According to Chainalysis, the largest crypto-related sanctions imposed by the U.S. Office of Foreign Assets Control (OFAC) in 2022 significantly reduced the potential revenue of criminal enterprises.
Last year, the United States imposed sanctions on many crypto-related people and organizations for their roles in drug trafficking, money laundering, and ransomware attacks. Chainalysis examined how the sanctions affected three significant illicit enterprises: the Russian cryptocurrency exchange Garantex, the darknet market Hydra, and the cryptocurrency mixer Tornado cash.
Twenty cybercriminal administrators who used these services lost $14.99 million in potential revenue in the 60 days after the sanctions were imposed, according to Chainalysis. In addition, addresses associated with people who have connections to cybercrime groups are referred to by cybercriminal administrators.
In addition, 23 scam-related entities and 11 darknet-linked entities may have lost approximately $306,000 and almost $271,000, respectively. According to Chainalysis estimates, ten fraud shops and six ransomware-related entities lost another $52,227 and $57,727. Furthermore, the assessment revealed that 42 businesses dealing with stolen cryptocurrency may have lost $1.8 million in the two months following sanctioning the services under investigation.
However, the average anticipated loss of potential revenue across each category of crypto crime was far smaller after two months of sanctions implementation. Cybercriminal administrators lost the most money overall, with an estimated $750,000 in lost revenue.
Before the sanction, 34% of Tornado Cash’s funds came from illegal sources. 99.7% of the unlawful funds that Tornado Cash received over the course of two months were stolen money. 65.7% of all the stolen money that the mixer got was in cryptocurrency stolen during the Harmony Bridge incident.
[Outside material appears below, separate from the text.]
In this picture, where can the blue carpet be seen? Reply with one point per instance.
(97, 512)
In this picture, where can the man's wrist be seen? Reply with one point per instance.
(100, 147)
Fund inflows to Tornado Cash decreased by 68% in the 30 days following the designation of the sanctions, according to Chainalysis.
According to Chainalysis, sanctions against DeFi platforms like Tornado Cash are less effective because a smart contract can continue functioning even if a website is absent. Therefore, sanctions against DeFi services “function more as a tool to disincentivize the service’s use” instead of fully stopping it.